Il matrimonio di Jeff Bezos a Venezia ha acceso i riflettori sul fascino intramontabile della città lagunare. Non si può negare che eventi di questa portata portino con sé visibilità e risorse economiche. Ma la domanda cruciale è: per chi?
In un mondo che sembra sempre più piegarsi alla logica del turismo di lusso e della spettacolarizzazione degli spazi urbani, è essenziale tornare a porre al centro la vita reale delle città. Venezia – come Firenze, come Roma, come Napoli – non può essere ridotta a un fondale da Instagram, a una passerella per miliardari, o a un set cinematografico da affittare. Venezia è, prima di tutto, una città abitata, con bambini che vanno a scuola, anziani che vanno al mercato, lavoratori che ogni giorno tengono in vita ciò che resta del tessuto urbano.

Per questo, se è vero che il passaggio di personaggi celebri e facoltosi può rappresentare un’opportunità economica, allora si abbia il coraggio e la responsabilità di reinvestire quel denaro dove davvero serve:
nei servizi per le famiglie, nelle scuole di quartiere, nei trasporti pubblici, nei piccoli artigiani che ancora lottano per restare, nei giovani imprenditori locali che non vogliono fuggire altrove.
Una città viva è una città che produce, che cresce, che educa, che crea relazioni. Una città senza scuole non ha futuro. Una città senza botteghe e s enza piccoli imprenditoru è un museo senz’anima. Una città dove le case si svuotano per diventare appartamenti turistici è una città che muore lentamente.

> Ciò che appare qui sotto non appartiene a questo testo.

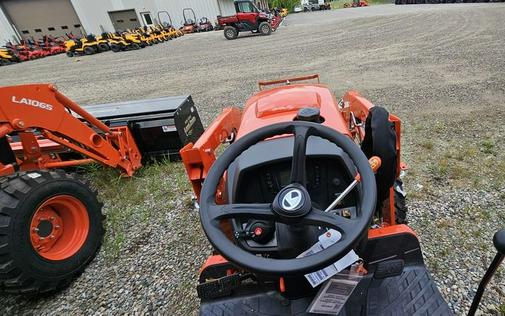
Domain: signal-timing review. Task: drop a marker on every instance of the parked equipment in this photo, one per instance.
(51, 220)
(189, 21)
(295, 193)
(7, 57)
(204, 25)
(76, 46)
(356, 4)
(315, 5)
(248, 18)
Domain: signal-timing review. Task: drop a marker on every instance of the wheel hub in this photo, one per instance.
(59, 227)
(46, 229)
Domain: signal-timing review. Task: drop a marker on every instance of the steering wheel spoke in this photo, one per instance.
(323, 219)
(257, 211)
(298, 173)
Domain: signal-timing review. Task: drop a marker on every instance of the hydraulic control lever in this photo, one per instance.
(499, 244)
(375, 163)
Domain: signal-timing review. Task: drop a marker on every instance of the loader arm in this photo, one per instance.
(39, 115)
(199, 157)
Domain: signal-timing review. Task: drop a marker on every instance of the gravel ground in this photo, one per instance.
(438, 67)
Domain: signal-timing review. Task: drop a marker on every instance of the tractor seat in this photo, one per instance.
(413, 292)
(397, 283)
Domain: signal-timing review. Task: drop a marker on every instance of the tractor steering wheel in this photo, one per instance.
(292, 205)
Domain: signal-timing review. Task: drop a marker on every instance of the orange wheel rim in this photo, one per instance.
(59, 227)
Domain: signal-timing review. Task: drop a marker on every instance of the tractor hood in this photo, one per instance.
(282, 104)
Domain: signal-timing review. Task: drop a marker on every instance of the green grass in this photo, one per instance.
(137, 200)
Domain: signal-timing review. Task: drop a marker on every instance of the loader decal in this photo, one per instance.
(35, 103)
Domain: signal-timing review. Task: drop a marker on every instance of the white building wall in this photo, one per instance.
(95, 18)
(7, 33)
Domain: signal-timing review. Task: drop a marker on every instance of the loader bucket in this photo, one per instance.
(161, 127)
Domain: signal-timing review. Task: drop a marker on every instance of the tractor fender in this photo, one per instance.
(380, 140)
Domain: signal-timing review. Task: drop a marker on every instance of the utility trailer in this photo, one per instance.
(51, 222)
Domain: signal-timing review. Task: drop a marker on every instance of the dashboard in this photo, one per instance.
(260, 172)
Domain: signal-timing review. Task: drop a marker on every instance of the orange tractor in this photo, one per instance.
(306, 212)
(50, 219)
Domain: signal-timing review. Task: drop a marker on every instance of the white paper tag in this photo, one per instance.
(334, 294)
(329, 238)
(325, 240)
(318, 277)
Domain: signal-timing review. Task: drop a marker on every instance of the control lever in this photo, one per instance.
(499, 244)
(375, 163)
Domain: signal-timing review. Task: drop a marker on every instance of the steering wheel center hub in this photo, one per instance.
(292, 201)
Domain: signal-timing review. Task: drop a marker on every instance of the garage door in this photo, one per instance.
(34, 18)
(125, 19)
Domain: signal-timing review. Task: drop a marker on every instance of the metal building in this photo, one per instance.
(21, 19)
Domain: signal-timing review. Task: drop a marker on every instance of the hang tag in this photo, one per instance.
(334, 293)
(329, 238)
(325, 240)
(318, 277)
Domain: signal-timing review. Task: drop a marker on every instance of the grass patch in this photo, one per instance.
(427, 144)
(136, 200)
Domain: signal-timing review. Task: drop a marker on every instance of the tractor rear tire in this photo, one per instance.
(50, 230)
(89, 50)
(400, 203)
(265, 28)
(230, 32)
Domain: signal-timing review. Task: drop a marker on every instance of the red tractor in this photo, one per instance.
(306, 212)
(248, 18)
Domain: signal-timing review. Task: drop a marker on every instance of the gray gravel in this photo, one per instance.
(440, 68)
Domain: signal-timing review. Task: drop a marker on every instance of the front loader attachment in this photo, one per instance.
(160, 127)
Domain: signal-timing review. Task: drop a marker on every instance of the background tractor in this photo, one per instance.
(50, 218)
(248, 18)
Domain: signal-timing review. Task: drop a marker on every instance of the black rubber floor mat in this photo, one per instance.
(411, 293)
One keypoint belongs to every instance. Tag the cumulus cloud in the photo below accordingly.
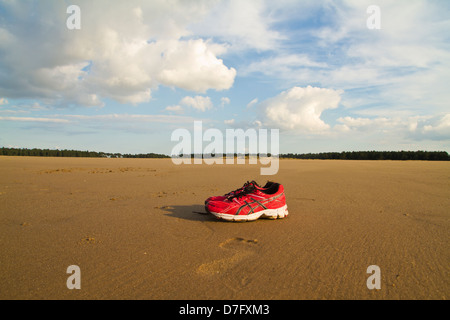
(300, 109)
(199, 103)
(122, 53)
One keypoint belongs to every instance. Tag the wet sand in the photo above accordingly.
(136, 230)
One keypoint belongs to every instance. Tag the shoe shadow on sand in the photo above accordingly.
(188, 212)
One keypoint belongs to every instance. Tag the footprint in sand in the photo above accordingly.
(239, 249)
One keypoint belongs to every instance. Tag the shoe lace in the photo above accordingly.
(249, 187)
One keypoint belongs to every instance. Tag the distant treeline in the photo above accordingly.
(373, 155)
(73, 153)
(352, 155)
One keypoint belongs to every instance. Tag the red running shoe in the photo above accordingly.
(238, 191)
(250, 204)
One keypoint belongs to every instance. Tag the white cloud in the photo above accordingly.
(252, 103)
(176, 109)
(31, 119)
(199, 103)
(299, 109)
(122, 53)
(224, 101)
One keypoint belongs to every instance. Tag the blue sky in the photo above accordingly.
(138, 70)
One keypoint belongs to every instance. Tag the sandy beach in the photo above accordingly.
(136, 230)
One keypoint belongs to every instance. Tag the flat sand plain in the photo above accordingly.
(135, 229)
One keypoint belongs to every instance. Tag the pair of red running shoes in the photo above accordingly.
(250, 203)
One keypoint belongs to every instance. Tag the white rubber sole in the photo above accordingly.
(267, 214)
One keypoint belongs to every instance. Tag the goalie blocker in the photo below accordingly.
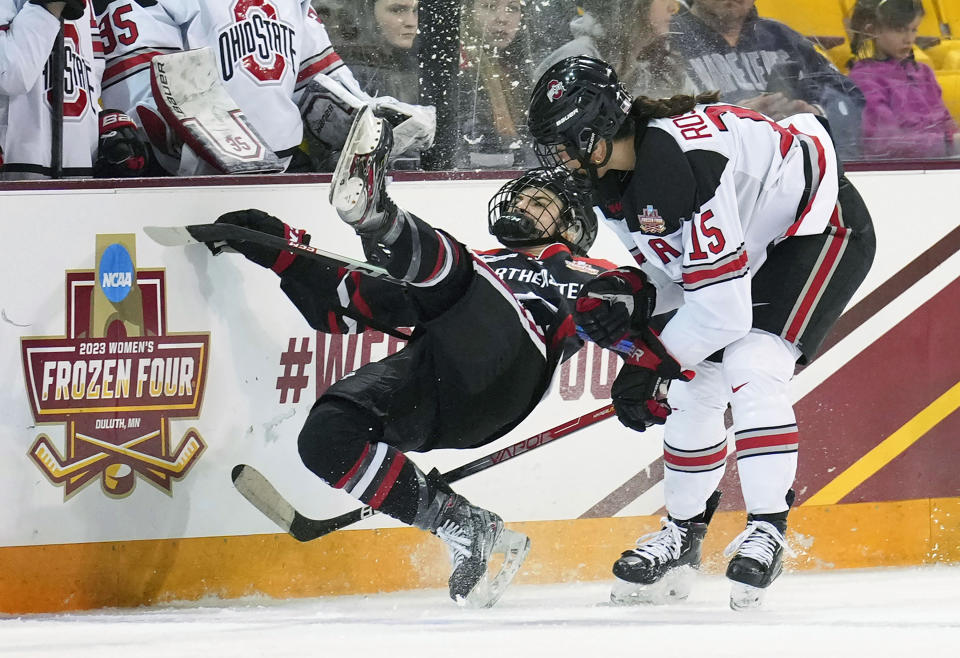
(195, 104)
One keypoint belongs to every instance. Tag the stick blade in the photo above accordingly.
(170, 236)
(253, 486)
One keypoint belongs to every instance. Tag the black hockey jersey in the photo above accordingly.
(546, 287)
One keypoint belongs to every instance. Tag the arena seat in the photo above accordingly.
(811, 18)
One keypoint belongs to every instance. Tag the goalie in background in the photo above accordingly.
(28, 33)
(275, 61)
(481, 355)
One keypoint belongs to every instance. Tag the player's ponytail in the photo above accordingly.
(644, 108)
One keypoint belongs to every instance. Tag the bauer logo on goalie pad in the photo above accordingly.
(114, 380)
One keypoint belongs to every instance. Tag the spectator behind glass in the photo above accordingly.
(379, 49)
(632, 35)
(905, 116)
(494, 85)
(765, 65)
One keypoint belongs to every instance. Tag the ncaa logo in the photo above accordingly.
(555, 90)
(116, 273)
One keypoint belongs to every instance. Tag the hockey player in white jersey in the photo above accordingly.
(766, 242)
(28, 31)
(273, 56)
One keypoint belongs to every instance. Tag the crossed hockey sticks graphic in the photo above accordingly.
(47, 455)
(265, 497)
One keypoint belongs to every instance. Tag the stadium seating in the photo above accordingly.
(811, 18)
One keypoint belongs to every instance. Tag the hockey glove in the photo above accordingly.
(276, 259)
(639, 391)
(72, 10)
(615, 304)
(121, 153)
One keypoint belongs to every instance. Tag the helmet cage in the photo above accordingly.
(542, 207)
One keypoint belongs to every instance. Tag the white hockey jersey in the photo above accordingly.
(266, 52)
(712, 189)
(27, 35)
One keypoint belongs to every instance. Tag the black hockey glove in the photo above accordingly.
(614, 304)
(72, 10)
(276, 259)
(120, 153)
(639, 391)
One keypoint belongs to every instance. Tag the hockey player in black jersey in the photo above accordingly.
(480, 357)
(765, 241)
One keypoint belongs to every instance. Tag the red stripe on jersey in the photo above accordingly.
(332, 325)
(704, 275)
(820, 279)
(398, 461)
(116, 69)
(319, 66)
(768, 441)
(702, 460)
(357, 299)
(342, 482)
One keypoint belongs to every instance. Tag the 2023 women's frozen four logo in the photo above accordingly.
(115, 379)
(258, 41)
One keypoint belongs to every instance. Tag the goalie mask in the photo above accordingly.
(542, 207)
(576, 103)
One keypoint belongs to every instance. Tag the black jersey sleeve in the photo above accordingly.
(319, 294)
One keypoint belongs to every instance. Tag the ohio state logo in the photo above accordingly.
(77, 76)
(555, 90)
(258, 42)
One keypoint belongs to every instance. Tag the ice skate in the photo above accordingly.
(662, 567)
(357, 190)
(757, 559)
(475, 537)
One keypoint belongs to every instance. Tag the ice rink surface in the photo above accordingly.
(902, 613)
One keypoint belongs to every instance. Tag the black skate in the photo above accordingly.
(357, 189)
(661, 568)
(757, 559)
(473, 536)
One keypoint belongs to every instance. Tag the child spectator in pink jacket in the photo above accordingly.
(905, 116)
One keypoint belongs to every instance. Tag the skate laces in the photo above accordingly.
(664, 544)
(458, 541)
(759, 541)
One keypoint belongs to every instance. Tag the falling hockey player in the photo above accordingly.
(755, 221)
(480, 358)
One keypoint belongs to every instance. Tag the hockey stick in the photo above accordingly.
(56, 71)
(264, 496)
(180, 236)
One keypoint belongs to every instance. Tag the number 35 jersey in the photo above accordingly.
(266, 52)
(712, 191)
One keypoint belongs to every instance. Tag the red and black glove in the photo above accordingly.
(72, 10)
(639, 391)
(276, 259)
(614, 304)
(120, 153)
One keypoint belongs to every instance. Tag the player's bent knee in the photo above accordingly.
(334, 437)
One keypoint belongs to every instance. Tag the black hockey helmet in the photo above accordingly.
(577, 102)
(541, 207)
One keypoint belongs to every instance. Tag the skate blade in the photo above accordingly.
(363, 138)
(674, 587)
(745, 597)
(346, 199)
(514, 547)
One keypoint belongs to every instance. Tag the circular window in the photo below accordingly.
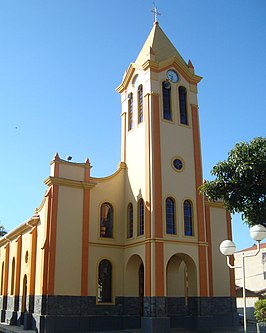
(178, 164)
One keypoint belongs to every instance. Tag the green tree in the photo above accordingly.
(241, 181)
(260, 310)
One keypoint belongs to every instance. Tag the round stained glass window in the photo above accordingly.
(178, 164)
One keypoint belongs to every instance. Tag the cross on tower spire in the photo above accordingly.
(155, 13)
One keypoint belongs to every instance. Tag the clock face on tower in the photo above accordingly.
(172, 75)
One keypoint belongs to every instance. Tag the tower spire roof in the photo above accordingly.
(157, 47)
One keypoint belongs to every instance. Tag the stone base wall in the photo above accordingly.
(65, 314)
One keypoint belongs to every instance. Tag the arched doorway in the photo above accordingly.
(181, 282)
(134, 286)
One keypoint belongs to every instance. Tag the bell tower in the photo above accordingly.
(161, 148)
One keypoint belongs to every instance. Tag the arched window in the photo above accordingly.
(167, 112)
(105, 282)
(130, 111)
(129, 220)
(13, 277)
(140, 104)
(170, 215)
(2, 278)
(183, 105)
(140, 217)
(106, 220)
(24, 294)
(188, 218)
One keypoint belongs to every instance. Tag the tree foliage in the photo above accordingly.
(241, 181)
(260, 310)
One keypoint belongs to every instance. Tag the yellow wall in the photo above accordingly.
(221, 277)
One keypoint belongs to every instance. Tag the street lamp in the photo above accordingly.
(228, 248)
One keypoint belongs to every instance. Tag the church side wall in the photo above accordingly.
(109, 190)
(219, 232)
(69, 241)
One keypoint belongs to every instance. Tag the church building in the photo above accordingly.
(138, 249)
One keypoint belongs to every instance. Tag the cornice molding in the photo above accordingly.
(68, 182)
(24, 227)
(180, 65)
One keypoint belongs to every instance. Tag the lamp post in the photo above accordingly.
(228, 248)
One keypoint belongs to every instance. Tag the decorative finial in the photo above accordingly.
(155, 14)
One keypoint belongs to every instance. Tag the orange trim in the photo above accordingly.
(147, 274)
(199, 202)
(147, 267)
(7, 248)
(85, 243)
(33, 261)
(46, 244)
(156, 137)
(52, 240)
(148, 169)
(209, 240)
(18, 265)
(159, 268)
(231, 271)
(124, 138)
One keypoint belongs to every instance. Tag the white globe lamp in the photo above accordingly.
(227, 247)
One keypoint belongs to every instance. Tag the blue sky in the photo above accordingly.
(60, 62)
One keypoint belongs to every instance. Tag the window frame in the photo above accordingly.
(141, 217)
(103, 226)
(140, 104)
(172, 224)
(188, 224)
(130, 111)
(167, 101)
(130, 220)
(109, 293)
(183, 106)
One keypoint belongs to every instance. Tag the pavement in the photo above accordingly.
(251, 328)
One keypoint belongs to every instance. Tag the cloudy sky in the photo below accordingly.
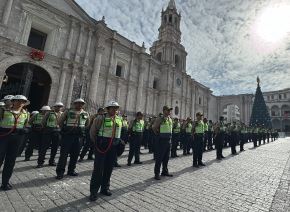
(229, 42)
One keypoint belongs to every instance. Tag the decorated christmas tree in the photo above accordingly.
(260, 115)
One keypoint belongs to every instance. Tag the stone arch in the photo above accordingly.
(286, 125)
(54, 75)
(285, 110)
(275, 111)
(276, 123)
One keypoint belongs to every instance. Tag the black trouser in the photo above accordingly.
(162, 155)
(103, 166)
(24, 142)
(233, 142)
(34, 142)
(187, 143)
(151, 141)
(135, 144)
(88, 146)
(242, 141)
(9, 147)
(255, 139)
(260, 138)
(205, 138)
(219, 144)
(175, 140)
(70, 145)
(50, 138)
(209, 144)
(197, 148)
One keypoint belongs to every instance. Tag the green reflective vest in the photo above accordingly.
(206, 127)
(166, 126)
(125, 124)
(176, 128)
(188, 128)
(199, 127)
(222, 127)
(8, 120)
(51, 120)
(107, 126)
(38, 119)
(76, 120)
(138, 126)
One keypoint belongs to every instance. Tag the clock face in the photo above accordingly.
(178, 82)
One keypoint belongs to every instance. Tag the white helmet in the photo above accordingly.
(79, 101)
(45, 108)
(58, 104)
(21, 97)
(113, 104)
(8, 97)
(34, 112)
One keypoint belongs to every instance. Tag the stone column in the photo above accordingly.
(118, 91)
(95, 74)
(69, 42)
(128, 78)
(71, 86)
(86, 62)
(114, 41)
(139, 90)
(61, 83)
(79, 45)
(26, 29)
(6, 12)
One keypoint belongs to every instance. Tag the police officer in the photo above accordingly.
(162, 128)
(219, 134)
(233, 137)
(243, 139)
(105, 132)
(36, 132)
(175, 137)
(73, 123)
(12, 125)
(188, 137)
(198, 135)
(136, 132)
(255, 133)
(89, 145)
(7, 101)
(205, 139)
(125, 129)
(51, 135)
(210, 134)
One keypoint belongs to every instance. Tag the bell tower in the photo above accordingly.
(168, 49)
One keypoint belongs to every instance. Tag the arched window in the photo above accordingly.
(165, 19)
(176, 110)
(177, 61)
(159, 56)
(170, 18)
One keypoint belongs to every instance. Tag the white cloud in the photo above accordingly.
(223, 51)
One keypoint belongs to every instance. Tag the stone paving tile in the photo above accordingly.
(254, 180)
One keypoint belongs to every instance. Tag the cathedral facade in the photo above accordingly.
(82, 57)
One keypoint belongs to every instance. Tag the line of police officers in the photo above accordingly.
(104, 133)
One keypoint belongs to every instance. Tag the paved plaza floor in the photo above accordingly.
(254, 180)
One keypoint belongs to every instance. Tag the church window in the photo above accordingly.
(159, 56)
(170, 18)
(177, 61)
(37, 39)
(165, 19)
(155, 84)
(176, 110)
(119, 71)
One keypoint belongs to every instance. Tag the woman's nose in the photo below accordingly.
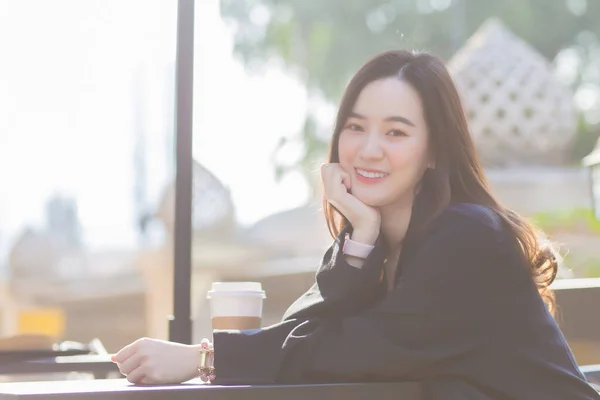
(372, 148)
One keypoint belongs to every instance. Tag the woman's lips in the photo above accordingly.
(371, 176)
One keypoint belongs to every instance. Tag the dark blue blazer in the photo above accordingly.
(465, 319)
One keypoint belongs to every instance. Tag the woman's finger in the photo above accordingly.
(137, 375)
(126, 352)
(130, 364)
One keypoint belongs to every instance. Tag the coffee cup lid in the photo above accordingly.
(236, 289)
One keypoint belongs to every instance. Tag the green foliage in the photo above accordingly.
(577, 220)
(323, 42)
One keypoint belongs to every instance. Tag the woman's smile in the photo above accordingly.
(369, 176)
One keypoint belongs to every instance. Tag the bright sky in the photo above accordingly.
(66, 111)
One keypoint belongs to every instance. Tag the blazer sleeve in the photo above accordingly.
(340, 288)
(441, 311)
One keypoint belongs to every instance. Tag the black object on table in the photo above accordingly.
(99, 365)
(120, 389)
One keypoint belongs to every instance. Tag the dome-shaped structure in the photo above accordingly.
(519, 113)
(212, 207)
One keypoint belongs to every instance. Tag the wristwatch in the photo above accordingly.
(356, 249)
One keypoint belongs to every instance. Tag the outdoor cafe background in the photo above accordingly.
(87, 160)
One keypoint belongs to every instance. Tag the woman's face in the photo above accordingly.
(384, 144)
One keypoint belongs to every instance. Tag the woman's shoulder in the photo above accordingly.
(469, 221)
(472, 214)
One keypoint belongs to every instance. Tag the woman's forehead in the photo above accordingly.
(389, 97)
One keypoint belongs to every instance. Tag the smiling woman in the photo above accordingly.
(428, 277)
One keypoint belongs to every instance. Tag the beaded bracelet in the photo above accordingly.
(206, 370)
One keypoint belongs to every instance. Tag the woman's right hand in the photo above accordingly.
(365, 219)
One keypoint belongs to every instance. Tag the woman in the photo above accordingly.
(429, 278)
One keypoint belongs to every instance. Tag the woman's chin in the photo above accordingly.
(370, 201)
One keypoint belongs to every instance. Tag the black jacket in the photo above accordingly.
(465, 319)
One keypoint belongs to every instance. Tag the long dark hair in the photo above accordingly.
(458, 175)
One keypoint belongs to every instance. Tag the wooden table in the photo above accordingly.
(120, 389)
(99, 365)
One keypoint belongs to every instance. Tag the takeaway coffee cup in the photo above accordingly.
(236, 305)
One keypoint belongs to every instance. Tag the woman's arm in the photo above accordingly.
(443, 310)
(342, 288)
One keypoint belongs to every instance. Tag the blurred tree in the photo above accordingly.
(322, 42)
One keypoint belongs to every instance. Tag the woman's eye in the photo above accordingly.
(396, 132)
(354, 127)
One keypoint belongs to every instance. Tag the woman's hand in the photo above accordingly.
(365, 220)
(153, 362)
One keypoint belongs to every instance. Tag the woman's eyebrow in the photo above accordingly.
(394, 118)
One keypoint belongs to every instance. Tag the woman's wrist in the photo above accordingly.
(367, 235)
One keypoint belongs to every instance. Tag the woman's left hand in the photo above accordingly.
(154, 362)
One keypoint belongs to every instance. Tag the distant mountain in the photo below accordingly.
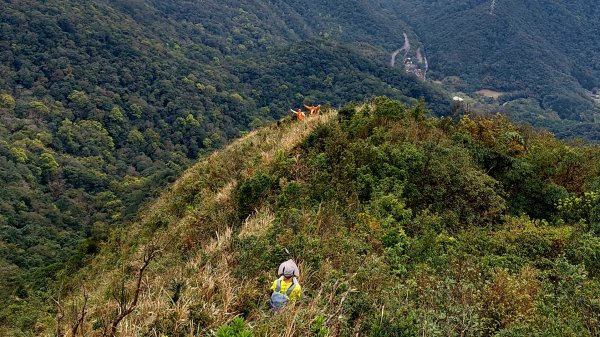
(402, 225)
(548, 50)
(103, 103)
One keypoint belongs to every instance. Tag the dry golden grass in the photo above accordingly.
(193, 229)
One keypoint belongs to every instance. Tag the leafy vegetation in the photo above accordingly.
(402, 224)
(535, 49)
(103, 104)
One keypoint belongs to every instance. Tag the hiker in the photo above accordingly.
(314, 110)
(299, 114)
(286, 288)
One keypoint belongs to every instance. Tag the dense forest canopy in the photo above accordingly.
(103, 104)
(543, 49)
(402, 225)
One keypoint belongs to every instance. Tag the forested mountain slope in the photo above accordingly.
(402, 226)
(549, 50)
(102, 103)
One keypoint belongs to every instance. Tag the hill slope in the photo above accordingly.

Non si tratta di demonizzare il turismo, né tanto meno la ricchezza. Ma di chiedere che il privilegio non sia a senso unico. Chi oggi trae beneficio dalla bellezza di Venezia, restituisca qualcosa in cambio. Non solo un’offerta simbolica, ma un impegno concreto per la comunità.

Costruire una Venezia viva significa creare condizioni dignitose per viverci, non solo per ammirarla. Significa incentivare le famiglie a restare, sostenere le madri lavoratrici, offrire spazi culturali accessibili, sostenere l’agricoltura lagunare, proteggere il lavoro artigiano e regolare gli affitti in modo equo.
Lasciamo che la ricchezza generata da eventi internazionali non si disperda in passerelle mediatiche, ma diventi linfa per la città reale. Quella che non compare nei titoli dei giornali, ma che ogni giorno, silenziosamente, tiene in piedi Venezia.